My mother will probably never understand. She thinks movies are just disposable entertainments that divert her or put her to sleep; she doesn't take them seriously as I do, so of course she would think I was wasting my time if I watched them all the time. How else do I expand my knowledge of cinema as an art form, I asked her. Tellingly, she never really answered the question, instead bringing up once again a part-time job opportunity with some lawyer as some kind of legal assistant that I had kinda decided not to pursue days ago. And to think that Mom sincerely believes that she's not putting any pressure on me whatsoever!

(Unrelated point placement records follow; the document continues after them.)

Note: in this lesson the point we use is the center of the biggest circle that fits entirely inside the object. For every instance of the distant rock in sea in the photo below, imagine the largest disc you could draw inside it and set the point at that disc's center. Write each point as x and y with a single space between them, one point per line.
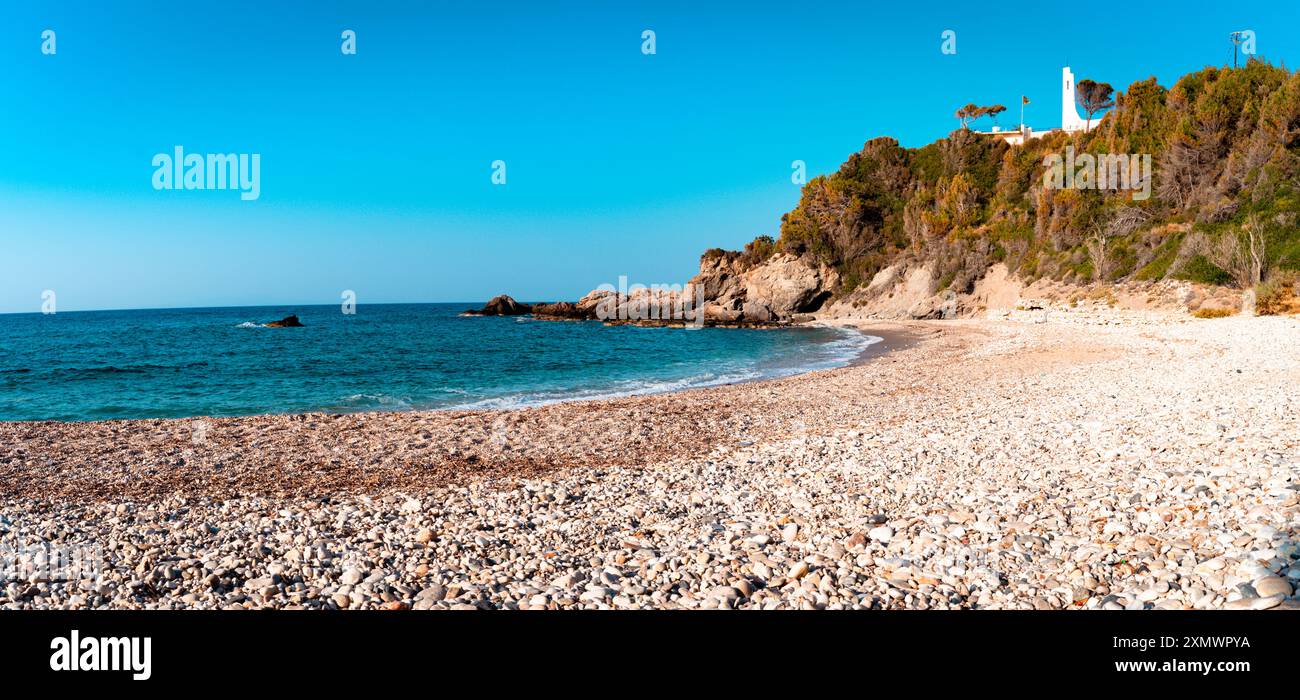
563 311
287 322
501 306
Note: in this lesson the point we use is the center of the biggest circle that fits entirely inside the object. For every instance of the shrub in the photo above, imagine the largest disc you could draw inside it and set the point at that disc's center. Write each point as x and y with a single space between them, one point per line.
1199 268
1275 297
1213 312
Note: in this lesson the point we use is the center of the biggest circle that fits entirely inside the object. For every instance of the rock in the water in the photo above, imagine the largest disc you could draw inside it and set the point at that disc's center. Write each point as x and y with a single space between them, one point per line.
287 322
563 311
501 306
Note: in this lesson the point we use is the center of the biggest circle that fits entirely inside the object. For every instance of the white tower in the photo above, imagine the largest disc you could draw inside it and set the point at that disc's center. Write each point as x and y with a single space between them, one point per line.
1070 120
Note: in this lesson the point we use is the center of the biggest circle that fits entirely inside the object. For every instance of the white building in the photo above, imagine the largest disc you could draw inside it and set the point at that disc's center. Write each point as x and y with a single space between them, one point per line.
1070 119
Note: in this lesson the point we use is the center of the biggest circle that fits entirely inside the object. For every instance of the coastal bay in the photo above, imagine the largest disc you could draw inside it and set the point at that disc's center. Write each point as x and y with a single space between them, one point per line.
1088 458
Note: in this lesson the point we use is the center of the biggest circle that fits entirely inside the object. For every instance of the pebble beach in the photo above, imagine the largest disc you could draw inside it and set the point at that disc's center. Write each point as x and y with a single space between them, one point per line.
1035 459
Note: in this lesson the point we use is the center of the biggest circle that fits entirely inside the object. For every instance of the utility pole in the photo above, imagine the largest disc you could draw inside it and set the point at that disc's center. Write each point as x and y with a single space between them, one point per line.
1236 42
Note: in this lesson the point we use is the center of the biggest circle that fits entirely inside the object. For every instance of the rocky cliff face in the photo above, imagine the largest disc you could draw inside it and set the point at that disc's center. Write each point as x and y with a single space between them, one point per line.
970 223
776 290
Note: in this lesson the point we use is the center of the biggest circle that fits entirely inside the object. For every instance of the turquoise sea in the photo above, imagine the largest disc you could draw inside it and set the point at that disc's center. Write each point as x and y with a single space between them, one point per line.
174 363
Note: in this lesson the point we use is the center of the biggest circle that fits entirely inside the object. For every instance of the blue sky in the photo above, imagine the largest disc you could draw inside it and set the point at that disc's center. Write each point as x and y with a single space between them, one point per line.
376 168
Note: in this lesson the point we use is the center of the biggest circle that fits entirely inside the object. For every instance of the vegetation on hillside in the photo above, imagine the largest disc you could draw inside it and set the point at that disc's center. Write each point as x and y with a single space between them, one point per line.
1225 148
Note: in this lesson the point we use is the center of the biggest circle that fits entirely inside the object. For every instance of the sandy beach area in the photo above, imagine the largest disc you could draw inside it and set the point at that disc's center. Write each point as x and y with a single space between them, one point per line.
1087 459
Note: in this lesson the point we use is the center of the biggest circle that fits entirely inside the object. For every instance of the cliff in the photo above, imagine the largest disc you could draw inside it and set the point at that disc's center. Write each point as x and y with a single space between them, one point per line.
969 223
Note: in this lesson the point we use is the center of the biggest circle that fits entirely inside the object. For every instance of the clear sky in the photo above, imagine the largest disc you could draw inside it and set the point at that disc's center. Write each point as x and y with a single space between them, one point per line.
376 168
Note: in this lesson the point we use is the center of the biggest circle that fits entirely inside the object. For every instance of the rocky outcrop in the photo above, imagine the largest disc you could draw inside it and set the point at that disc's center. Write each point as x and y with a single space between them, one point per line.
287 322
501 306
772 292
563 311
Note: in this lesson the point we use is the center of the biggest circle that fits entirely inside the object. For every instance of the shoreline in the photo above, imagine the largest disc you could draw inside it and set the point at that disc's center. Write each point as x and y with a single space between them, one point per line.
892 340
1093 461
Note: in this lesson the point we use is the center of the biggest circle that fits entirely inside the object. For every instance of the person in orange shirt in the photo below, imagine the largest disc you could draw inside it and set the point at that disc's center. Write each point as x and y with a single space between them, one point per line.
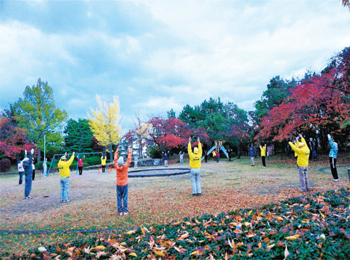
122 181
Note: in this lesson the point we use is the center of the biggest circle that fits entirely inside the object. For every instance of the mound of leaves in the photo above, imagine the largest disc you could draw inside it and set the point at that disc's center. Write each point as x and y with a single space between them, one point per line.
308 227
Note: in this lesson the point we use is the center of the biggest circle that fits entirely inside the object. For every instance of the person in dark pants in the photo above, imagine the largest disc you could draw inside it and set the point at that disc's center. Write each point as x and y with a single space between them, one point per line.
303 152
80 164
165 158
251 150
20 172
313 151
333 157
263 155
122 181
28 171
103 162
33 167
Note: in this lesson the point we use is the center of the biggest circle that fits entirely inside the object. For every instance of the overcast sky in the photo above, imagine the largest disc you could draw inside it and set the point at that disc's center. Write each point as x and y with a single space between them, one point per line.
161 55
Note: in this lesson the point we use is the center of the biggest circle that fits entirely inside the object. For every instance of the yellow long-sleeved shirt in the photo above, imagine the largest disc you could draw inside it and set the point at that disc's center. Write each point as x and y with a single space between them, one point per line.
103 161
263 151
63 167
195 158
303 153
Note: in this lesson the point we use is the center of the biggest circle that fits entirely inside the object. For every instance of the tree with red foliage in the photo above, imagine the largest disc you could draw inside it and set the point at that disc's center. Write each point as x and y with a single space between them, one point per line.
13 140
313 105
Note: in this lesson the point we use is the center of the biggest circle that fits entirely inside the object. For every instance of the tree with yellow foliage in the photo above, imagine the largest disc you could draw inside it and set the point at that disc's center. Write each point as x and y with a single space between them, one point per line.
141 131
105 123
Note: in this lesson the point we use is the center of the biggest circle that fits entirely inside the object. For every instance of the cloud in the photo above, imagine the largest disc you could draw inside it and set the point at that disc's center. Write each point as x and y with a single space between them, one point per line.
161 55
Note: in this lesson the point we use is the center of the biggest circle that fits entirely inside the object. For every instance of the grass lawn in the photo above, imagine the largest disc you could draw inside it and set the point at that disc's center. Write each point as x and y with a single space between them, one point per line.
225 186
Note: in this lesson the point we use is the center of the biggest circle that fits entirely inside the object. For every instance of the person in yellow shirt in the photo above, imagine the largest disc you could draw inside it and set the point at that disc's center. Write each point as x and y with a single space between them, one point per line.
103 162
263 155
303 153
195 165
63 167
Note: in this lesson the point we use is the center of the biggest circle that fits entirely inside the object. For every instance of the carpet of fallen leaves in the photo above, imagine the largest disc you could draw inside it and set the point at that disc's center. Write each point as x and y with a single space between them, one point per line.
226 187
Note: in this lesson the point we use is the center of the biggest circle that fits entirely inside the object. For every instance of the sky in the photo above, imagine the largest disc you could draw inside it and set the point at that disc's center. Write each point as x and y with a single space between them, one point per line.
161 55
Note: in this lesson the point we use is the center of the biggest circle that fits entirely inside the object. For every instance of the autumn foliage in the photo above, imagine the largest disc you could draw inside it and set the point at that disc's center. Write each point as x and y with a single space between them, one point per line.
319 103
13 140
172 133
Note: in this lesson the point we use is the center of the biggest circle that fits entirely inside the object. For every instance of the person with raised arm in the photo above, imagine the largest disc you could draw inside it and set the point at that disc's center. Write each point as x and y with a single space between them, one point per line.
122 181
303 152
63 167
80 164
263 155
333 153
195 165
28 171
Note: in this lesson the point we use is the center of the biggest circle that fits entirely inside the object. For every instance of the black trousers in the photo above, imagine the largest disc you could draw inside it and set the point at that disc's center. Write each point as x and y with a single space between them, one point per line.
333 163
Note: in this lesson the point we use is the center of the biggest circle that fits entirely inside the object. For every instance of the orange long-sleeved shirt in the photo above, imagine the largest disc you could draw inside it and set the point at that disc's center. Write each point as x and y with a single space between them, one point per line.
122 171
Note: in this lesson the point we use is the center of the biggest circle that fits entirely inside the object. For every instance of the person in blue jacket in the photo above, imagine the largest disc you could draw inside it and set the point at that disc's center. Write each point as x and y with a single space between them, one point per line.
333 153
251 150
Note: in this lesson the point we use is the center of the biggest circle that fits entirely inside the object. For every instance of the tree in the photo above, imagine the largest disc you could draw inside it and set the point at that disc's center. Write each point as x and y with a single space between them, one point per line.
140 132
237 130
13 140
277 90
171 113
171 133
78 136
38 114
105 124
312 106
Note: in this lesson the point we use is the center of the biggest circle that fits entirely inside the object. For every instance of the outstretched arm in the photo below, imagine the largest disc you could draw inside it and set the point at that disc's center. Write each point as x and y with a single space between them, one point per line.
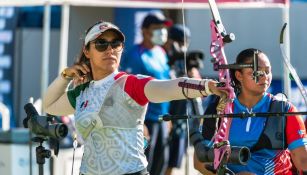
299 157
158 91
55 100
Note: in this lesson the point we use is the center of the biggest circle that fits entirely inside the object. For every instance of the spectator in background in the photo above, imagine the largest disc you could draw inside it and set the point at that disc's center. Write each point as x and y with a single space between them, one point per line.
149 58
176 47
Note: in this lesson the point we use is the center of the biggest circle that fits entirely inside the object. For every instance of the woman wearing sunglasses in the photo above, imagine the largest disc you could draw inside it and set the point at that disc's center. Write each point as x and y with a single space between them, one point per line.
109 106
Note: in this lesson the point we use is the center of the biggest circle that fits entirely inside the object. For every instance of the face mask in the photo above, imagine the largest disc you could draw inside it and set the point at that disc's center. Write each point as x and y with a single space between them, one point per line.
159 36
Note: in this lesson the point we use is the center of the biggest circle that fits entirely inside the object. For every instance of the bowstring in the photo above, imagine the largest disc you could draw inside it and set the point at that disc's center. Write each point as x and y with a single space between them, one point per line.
186 75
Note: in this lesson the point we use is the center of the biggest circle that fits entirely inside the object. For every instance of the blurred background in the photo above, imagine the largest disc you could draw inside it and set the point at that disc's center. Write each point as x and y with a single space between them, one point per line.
38 39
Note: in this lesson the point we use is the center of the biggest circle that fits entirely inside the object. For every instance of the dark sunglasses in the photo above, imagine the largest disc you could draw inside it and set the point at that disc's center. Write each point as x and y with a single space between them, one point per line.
102 45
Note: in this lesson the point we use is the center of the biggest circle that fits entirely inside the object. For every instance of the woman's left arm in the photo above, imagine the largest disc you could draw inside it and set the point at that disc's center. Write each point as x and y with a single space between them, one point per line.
297 140
158 91
299 157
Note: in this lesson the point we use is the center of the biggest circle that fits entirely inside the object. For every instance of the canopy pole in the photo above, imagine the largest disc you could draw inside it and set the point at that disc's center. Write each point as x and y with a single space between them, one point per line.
46 46
286 79
64 37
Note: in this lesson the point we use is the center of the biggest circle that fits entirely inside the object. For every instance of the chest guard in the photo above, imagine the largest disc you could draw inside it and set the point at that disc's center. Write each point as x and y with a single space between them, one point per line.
273 135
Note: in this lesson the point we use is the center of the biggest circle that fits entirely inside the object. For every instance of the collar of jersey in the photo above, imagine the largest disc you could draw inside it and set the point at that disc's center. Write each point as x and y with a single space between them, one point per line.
104 80
256 107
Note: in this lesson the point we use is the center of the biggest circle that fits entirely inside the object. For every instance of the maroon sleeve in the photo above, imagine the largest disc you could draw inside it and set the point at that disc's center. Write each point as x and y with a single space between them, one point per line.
134 87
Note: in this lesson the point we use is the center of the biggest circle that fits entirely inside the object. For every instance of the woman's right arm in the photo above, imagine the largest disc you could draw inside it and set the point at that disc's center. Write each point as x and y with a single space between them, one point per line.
55 100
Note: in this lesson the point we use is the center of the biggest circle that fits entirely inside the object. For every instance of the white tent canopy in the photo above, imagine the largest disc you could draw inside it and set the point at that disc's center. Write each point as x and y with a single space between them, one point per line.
166 4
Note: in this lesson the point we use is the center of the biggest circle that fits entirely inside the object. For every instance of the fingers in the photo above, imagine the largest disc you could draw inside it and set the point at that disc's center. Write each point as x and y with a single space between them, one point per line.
222 103
78 72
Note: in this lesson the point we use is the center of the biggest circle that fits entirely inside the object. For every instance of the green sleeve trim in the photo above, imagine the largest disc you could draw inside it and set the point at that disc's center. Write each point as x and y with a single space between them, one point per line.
74 93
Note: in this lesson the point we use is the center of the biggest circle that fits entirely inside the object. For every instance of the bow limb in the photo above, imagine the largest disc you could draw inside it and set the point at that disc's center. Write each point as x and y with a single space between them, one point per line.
222 148
290 67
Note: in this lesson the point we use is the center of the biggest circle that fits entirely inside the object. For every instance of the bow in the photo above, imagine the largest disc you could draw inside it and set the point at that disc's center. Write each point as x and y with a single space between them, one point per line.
290 67
219 37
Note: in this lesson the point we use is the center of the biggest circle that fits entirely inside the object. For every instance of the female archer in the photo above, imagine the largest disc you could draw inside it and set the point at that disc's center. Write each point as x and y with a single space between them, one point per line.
275 144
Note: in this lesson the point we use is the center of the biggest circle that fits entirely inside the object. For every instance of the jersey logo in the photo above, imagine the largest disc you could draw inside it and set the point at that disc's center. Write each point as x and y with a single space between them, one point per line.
301 132
84 105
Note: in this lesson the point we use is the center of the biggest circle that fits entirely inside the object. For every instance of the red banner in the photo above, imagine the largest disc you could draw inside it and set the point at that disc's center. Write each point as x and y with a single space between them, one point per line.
218 1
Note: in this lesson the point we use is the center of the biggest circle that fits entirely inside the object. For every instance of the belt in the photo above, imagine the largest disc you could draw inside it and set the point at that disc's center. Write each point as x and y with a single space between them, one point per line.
142 172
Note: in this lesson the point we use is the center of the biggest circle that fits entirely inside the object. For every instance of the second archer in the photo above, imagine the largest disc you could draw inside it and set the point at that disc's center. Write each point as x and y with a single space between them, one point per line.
276 143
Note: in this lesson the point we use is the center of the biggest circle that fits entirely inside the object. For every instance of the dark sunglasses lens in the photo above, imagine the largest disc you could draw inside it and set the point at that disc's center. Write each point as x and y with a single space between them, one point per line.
102 45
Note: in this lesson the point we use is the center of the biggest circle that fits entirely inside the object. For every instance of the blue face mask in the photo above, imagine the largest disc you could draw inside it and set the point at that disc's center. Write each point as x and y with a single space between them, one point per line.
159 36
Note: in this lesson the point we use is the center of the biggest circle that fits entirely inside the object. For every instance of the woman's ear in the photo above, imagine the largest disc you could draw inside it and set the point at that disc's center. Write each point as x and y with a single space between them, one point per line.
86 52
238 75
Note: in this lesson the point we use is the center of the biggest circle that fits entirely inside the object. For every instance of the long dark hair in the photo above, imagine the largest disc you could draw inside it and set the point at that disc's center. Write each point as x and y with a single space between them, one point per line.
81 58
245 56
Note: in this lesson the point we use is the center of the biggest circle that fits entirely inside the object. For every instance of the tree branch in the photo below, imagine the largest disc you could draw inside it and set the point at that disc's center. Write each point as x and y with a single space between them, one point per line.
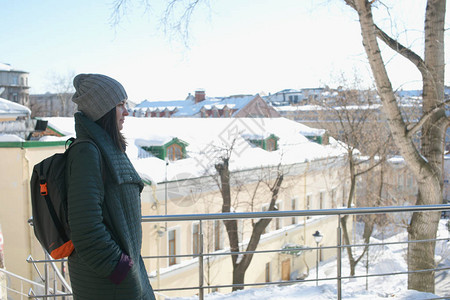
402 50
412 129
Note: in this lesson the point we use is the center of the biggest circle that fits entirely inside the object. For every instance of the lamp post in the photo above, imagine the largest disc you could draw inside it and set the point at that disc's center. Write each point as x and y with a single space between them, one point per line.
318 238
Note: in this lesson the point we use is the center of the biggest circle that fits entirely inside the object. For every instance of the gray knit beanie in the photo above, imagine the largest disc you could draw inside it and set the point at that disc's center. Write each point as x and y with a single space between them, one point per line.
97 94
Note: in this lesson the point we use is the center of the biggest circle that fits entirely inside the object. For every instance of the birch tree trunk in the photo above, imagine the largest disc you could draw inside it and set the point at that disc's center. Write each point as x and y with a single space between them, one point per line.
425 163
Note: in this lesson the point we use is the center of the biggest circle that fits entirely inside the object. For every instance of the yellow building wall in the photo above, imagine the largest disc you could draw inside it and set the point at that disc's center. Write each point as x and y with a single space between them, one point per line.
17 161
311 180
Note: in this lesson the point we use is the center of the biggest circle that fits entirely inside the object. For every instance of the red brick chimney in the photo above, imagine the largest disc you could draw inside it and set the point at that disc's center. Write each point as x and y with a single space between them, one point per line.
200 95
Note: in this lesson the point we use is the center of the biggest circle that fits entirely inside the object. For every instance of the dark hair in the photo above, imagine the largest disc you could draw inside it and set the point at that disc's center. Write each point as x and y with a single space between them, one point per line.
109 123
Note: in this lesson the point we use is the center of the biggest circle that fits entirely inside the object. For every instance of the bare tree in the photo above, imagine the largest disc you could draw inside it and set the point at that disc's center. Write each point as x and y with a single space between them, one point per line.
425 162
353 117
61 85
241 262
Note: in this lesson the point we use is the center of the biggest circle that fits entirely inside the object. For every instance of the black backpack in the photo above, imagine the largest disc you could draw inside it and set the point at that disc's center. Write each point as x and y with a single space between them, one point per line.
49 203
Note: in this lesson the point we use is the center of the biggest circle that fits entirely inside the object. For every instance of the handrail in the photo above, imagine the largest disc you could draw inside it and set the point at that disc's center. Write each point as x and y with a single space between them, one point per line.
295 213
280 214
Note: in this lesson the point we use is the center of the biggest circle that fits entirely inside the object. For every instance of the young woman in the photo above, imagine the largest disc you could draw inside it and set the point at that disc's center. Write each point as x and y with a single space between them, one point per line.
104 202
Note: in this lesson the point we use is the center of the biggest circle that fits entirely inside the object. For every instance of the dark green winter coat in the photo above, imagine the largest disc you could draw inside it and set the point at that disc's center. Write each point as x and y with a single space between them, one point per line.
104 209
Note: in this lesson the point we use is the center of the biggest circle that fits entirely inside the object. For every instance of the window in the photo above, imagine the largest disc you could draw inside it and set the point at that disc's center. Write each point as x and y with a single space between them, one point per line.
294 207
172 246
308 203
268 272
321 200
265 208
174 152
278 220
14 80
333 198
271 145
217 235
195 238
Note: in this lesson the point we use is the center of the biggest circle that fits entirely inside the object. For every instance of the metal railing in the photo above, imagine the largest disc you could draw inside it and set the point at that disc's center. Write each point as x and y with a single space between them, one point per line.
201 255
297 213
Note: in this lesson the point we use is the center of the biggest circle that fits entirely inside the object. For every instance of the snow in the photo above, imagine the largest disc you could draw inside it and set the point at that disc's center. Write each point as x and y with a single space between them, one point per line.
209 138
383 259
10 138
11 108
188 107
5 67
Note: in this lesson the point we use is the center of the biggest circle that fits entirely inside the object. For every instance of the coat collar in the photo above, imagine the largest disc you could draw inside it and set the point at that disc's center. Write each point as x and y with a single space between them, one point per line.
117 163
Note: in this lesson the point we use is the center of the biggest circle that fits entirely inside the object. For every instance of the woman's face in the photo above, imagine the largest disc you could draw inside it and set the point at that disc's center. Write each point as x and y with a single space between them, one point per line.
121 112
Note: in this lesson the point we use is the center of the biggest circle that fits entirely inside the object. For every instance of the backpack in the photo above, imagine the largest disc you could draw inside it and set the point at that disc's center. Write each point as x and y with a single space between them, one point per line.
49 203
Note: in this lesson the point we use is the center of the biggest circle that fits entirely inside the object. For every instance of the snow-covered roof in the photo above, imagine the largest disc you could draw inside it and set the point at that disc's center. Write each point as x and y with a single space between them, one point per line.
207 138
188 107
8 68
12 109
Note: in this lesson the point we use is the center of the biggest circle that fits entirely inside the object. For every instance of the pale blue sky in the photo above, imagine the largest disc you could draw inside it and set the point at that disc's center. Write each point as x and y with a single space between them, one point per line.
235 46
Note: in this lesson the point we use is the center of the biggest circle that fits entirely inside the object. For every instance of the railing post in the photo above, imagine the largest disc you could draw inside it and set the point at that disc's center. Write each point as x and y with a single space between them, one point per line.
200 264
46 276
339 256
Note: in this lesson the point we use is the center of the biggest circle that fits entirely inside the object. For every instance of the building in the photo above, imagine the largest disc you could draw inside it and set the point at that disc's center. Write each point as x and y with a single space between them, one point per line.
14 85
191 146
52 105
15 121
200 106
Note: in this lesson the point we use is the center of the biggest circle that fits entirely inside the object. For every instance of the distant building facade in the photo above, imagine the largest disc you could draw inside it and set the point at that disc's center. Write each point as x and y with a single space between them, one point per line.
200 106
52 105
14 84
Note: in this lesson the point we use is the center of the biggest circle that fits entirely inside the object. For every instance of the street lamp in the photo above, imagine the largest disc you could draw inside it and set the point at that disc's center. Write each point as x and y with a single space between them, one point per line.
318 238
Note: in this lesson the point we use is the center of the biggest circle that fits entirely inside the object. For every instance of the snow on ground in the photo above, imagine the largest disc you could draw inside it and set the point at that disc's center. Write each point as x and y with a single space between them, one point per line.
382 259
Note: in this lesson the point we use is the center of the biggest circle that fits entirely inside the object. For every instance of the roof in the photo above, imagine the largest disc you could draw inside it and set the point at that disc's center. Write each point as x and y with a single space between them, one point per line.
12 109
188 108
208 138
9 68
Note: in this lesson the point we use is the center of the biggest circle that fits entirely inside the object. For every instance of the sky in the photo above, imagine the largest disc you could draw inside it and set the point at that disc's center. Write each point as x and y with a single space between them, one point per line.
234 46
387 259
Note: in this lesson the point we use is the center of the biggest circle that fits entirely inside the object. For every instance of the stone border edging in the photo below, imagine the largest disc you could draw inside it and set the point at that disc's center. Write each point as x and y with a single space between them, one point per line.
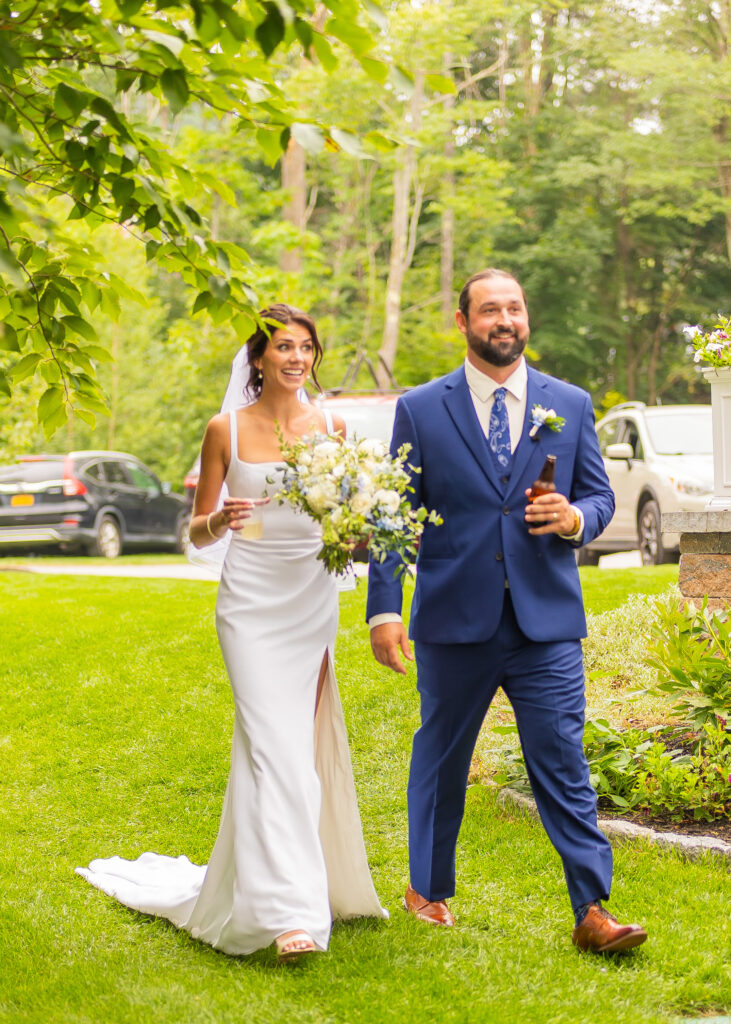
691 846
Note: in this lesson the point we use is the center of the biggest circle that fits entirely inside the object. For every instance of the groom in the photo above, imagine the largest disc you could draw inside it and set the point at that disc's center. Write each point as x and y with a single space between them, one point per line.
498 600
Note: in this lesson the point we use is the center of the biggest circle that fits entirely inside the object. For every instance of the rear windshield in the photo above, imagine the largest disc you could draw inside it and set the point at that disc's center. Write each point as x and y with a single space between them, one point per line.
33 472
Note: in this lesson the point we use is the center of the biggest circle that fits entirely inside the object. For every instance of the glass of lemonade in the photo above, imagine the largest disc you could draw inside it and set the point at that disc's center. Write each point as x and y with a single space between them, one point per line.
253 527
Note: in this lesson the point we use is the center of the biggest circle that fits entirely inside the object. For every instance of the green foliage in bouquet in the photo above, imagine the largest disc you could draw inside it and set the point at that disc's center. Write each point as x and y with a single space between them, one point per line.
357 492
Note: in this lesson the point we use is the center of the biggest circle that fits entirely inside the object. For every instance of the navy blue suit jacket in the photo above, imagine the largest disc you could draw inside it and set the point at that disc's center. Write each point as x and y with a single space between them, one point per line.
463 564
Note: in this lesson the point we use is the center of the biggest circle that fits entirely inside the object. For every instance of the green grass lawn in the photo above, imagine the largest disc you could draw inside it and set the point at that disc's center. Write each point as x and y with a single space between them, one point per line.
115 731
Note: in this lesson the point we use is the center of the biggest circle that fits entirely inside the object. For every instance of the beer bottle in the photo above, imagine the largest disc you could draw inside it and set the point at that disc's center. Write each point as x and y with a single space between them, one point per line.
545 483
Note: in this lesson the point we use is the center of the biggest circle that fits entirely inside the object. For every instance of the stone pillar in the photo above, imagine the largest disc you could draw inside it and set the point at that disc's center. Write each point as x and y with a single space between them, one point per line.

Oh, and of course she still thinks that living at Rockoff Hall in the bad city of New Brunswick is a terribly wrongheaded, costly decision; in fact, she even dared to lecture my roommate on this as she drove him back to his house! (Mom, believe me, I admire the fact you speak your mind and all, but that seems to be pushing it to personally embarrassing extremes, don't you think?) Technically, my father agrees with her on that topic---and frankly, I have no answers for either of them. What else can I say? I feel too overwhelmed by work to make a conscious effort to look for my own place during the semester, and maybe I just don't feel like taking on the responsibility of paying for my own utilities and all that right now. Sound lazy? Well, maybe it is. But I certainly am not living at home during the school year; I think my sanity would probably suffer if I did!
Damn you both for making me think anguished thoughts now whenever I think of the word "Rockoff"! Your reservations are duly noted and not totally without merit, but I don't think I need more of this internal conflict now. I already had enough of that last year, when I struggled terribly over whether to drop my accounting major and focus on journalism.
But I shouldn't end this lengthy post on too down a note. This was overall a good, productive semester in which I honed my reporting and writing skills and learned some other stuff in the process. I should brace embrace for challenges ahead, though: my fourth year is coming up, and I'm going to have to start thinking seriously about what I'm going to do when I get out of college. Not to mention fulfill my duty as new Film Editor for the Inside Beat, work on my senior thesis, and look for a journalism internship to get good experience. I guess I'm going to have to, as my mother has often accused me of not doing---think far ahead.